[Daniela Salaverry ’03]
By Meghan Laslocky ’89
In villages across China, Daniela Salaverry ’03 has seen things that would shock most Westerners.
“The pollution is so egregious,” the environmental educator says. “I was in rural Zhejiang, on the coast, and I saw a leather tanning factory. You could tell that it was unregulated, just dumping waste into the river. And this was just one small town, and there are probably hundreds of thousands of towns like it across China. It almost makes you wonder, How do you begin?”
Good question.
In China, the world’s most populous nation, only 52 percent of sewage is treated before it is returned to rivers and lakes, indexes measuring water and air pollution rose by an alarming 4 percent in the first six months of 2006, and news of “cancer villages” has shocked and horrified all who have learned about them.
Pacific Environment, the San Francisco-based non-governmental organization where Salaverry is the China Program co-director, takes a grassroots approach through grants of $5,000 to $10,000 to young, community-based environmental groups. With just a small fistful of microfinance from Pacific Environment, green-minded Chinese can reach out to the public and the media to not just sound the alarm, but bring about change—a sea change that Salaverry recognizes might not even be realized in her lifetime. “We’re just planting a seed,” she says. “I wouldn’t be doing what I’m doing if I weren’t optimistic.”
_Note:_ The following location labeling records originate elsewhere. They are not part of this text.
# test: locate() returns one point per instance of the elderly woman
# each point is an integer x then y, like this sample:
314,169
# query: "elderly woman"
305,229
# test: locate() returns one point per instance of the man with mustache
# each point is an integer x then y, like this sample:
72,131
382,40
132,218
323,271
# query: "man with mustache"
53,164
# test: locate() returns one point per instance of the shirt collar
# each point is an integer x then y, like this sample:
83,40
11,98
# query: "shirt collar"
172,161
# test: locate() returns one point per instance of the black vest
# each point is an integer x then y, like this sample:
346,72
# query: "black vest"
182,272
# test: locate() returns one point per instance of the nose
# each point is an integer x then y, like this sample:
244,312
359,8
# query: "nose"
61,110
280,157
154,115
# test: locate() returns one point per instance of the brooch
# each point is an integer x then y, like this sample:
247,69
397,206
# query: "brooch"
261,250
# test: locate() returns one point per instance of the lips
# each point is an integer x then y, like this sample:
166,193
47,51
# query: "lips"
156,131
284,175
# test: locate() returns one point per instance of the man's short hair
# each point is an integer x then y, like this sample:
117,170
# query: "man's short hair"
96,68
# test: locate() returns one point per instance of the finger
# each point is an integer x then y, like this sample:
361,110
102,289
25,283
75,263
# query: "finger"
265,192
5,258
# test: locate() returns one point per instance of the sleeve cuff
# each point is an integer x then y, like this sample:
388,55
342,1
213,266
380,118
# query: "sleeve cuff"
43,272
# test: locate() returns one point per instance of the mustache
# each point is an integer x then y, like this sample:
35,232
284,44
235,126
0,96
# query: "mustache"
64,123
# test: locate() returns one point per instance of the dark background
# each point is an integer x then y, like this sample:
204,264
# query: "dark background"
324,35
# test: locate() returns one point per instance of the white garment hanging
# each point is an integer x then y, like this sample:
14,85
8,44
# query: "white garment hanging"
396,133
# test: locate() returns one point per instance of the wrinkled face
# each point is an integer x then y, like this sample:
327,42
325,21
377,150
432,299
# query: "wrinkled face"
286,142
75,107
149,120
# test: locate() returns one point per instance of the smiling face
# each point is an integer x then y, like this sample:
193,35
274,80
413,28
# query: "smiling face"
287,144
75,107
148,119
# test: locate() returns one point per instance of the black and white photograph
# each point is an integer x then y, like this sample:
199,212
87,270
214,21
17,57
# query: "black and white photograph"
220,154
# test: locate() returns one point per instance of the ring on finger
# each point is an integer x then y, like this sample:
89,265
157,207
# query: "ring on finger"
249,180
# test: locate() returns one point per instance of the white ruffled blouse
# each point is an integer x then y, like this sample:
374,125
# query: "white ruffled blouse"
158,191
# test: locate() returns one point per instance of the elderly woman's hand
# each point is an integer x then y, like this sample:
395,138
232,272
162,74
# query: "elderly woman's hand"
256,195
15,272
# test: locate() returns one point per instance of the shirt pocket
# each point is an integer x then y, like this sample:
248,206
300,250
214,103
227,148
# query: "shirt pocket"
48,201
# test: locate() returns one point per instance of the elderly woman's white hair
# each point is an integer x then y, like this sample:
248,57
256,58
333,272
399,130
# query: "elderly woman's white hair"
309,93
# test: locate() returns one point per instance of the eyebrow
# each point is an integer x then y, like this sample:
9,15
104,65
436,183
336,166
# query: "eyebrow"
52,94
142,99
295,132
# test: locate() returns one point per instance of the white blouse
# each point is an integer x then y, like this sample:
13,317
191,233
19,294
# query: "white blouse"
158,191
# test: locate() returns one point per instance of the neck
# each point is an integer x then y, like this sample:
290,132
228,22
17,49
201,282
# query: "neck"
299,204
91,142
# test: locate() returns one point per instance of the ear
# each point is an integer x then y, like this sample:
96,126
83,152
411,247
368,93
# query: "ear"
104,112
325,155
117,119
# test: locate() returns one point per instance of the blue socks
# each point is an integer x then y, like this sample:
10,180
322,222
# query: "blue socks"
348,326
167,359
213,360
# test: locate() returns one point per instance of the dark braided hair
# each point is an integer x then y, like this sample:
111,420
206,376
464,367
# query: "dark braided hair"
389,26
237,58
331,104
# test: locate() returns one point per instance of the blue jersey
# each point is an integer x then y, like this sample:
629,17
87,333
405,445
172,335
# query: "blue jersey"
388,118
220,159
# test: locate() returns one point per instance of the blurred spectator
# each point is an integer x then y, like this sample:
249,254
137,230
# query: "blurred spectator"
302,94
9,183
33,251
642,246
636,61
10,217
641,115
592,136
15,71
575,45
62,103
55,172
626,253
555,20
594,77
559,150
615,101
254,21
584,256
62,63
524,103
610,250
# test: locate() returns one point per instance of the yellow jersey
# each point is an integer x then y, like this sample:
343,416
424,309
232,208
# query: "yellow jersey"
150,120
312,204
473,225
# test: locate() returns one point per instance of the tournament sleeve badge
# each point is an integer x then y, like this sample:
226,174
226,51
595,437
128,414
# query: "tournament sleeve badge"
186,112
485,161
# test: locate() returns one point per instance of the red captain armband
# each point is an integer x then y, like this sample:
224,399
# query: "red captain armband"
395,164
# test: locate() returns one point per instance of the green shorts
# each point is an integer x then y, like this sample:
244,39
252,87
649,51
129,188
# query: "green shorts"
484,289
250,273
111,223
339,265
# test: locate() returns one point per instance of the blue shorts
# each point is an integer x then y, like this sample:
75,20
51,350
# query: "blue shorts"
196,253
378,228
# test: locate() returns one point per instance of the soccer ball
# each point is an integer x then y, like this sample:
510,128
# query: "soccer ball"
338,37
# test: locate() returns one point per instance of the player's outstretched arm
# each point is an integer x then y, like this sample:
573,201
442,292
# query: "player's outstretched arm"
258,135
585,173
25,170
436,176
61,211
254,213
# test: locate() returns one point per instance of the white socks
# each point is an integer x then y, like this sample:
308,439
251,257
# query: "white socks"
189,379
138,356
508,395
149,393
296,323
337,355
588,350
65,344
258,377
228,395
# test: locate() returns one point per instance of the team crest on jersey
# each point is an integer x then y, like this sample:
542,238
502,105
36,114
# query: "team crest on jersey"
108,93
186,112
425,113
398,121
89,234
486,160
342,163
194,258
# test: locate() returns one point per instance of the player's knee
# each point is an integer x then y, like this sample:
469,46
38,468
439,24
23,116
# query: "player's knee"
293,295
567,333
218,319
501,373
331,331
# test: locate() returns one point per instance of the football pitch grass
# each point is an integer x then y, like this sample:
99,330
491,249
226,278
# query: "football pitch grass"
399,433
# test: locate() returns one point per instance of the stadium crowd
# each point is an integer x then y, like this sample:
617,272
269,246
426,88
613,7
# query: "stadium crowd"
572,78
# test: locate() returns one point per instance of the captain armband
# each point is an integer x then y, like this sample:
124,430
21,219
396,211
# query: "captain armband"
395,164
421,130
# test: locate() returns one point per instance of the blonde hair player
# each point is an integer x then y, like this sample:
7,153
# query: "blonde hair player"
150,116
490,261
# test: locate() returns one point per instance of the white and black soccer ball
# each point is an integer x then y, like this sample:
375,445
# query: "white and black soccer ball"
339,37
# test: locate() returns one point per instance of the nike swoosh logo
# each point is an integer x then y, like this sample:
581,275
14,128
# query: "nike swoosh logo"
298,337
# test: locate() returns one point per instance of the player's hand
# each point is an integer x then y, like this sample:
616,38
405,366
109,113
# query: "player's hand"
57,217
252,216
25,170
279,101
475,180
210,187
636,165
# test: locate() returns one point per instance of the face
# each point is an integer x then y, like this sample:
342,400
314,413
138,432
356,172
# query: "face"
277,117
China’s economic boom has created a nation of factories, and largely unregulated ones at that. But Salaverry, who has traveled extensively in China and is fluent in Mandarin Chinese, says that her pet peeve is the erroneous perception that economic development and environmental protection are mutually exclusive. More than a billion full stomachs need not come at the price of pandas and clean water. “The change has to come from the grassroots, not top down. And it has to be based on local needs,” she explains. Factories shouldn’t be shut down, but rather overhauled and supported in making changes.
As frightening as the visits to putrid tanneries, bloody backyard shark processing plants, and filthy river banks can be, the most daunting—and terrifying—aspect of her job is not knowing how free people are to talk about the issue. So many of the people that she has encountered in China are cloaked in fear, she says.
“We really don’t know how open people can be in communicating with you.” Though green activism is relatively safe in China—environmental activists often serve as the “eyes and ears” of the central government, reporting on violations in their local communities—retribution from local authorities and factory owners is not unheard of. “I always appreciate my civil liberties when I come home,” she adds.
But already it looks like efforts—such as those enacted by Pacific Environment—are paying off. Recent surveys show that Chinese people are increasingly aware of food safety, drinking water, and air pollution issues, and between 2005 and 2006, the number of complaints about environmental pollution shot up by 30 percent.
Meghan Laslocky is a writer in Oakland, California.